# Calculating drag and pressure forces from numerical simulations

Janko1
Homework Statement:
I am simulating flow around a square and have obtained pressure and velocity in whole domain. I have to calculate the drag and pressure forces, but have trouble with choosing where to take the velocities and pressures.
Relevant Equations:
$$F_d = 1/2 c_p A \rho u^2$$, $$F = \dfrac{\rho A u_2 \delta t u_2 - \rho A u_1 \delta t u_1}{\delta t}$$
So as stated, I am calculating the pressure and drag forces on an obstacle, but have trouble with which velocities to take. This is my geometry: http://shrani.si/f/3l/13P/2Tihb3iM/projekt2.png . I am guessing that I have to take pressure just before the obstacle and just after the obstacle and the velocities above the obstacle at the beginning and at the end. Is this the right thinking?

Mentor
Can you please use LaTex to provide the equation for the drag force. In its current form, it is unreadable.

You need to integrate the pressure over the area of the leading and trailing faces of your object to get the pressure force.

The drag shear stress on the upper face is given by ##\eta\frac{dv_x}{dy}##

Janko1
Yeah, sorry.
$$F_d = 1/2 c_p A \rho u^2$$ is the drag force, and $$F = \dfrac{\rho A u_2 \delta t u_2 - \rho A u_1 \delta t u_1}{\delta t}$$ is the conservation of momentum.

So I should just take this shear stress at the upper obstacle boundary or am I missing anything else? I believe that every other force is symmetrical and cancels out?

Mentor
I can see what you are doing with your 2nd equation above. You are using a macroscopic momentum balance (with a control volume) to get the force exerted by the object on the fluid, which is minus the force exerted by the fluid on the object. For the upstream end of the control volume, it is OK to just multiply by the overall area because the velocity is uniform, but, for the downstream end, you need to integrate over the area. (And, of course, cancel out those delta t's). I'm not sure how accurate an answer you will get using this approach, because I would expect lots of roundoff in the calculation.
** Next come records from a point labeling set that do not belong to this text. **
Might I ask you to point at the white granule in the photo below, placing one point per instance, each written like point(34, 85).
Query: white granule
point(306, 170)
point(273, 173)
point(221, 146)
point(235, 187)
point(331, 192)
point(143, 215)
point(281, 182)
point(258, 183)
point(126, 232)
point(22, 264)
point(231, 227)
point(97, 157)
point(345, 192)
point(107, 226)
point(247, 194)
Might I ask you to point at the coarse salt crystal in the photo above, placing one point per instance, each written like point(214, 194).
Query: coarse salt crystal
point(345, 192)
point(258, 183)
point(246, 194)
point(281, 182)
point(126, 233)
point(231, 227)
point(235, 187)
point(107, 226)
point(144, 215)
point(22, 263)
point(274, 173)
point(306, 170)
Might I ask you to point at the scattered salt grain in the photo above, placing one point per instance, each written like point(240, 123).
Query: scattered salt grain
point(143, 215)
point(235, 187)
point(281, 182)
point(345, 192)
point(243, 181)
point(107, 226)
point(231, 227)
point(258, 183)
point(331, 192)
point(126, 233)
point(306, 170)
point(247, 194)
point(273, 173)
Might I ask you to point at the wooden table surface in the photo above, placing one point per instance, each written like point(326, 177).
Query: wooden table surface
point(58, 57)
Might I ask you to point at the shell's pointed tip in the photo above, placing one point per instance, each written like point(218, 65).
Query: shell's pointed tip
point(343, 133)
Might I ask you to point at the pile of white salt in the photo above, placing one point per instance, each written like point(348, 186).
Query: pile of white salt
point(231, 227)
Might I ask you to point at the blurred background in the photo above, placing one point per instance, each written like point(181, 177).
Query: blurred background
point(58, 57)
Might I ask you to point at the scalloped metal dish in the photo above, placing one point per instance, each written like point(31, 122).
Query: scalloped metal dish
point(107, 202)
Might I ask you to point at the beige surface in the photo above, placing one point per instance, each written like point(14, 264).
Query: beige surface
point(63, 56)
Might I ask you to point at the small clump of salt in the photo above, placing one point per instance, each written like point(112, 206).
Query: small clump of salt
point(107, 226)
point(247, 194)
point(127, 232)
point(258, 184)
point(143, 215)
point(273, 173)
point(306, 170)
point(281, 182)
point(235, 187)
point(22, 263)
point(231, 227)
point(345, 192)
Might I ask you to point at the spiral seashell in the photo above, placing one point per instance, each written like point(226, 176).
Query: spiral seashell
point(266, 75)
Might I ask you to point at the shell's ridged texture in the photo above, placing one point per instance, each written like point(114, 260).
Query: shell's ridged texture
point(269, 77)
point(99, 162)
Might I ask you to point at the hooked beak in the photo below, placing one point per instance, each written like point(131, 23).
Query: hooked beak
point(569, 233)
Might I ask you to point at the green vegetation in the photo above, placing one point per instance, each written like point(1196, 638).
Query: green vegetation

For the pressure component of the overall force Fp, you would integrate the pressure over the upstream and downstream faces of the object, and take the difference. The frictional drag force could then be determined from the difference between F and Fp. But, like I said, I don't know how accurate it will be to get the overall force from the macroscopic momentum balance. Therefore, I would also integrate the shear stress over the upper and lower faces of the object to get the frictional drag by a second independent means.

Janko1
Thank you very much for all the help, the things are clearer now and I think I will be able to properly solve the problem.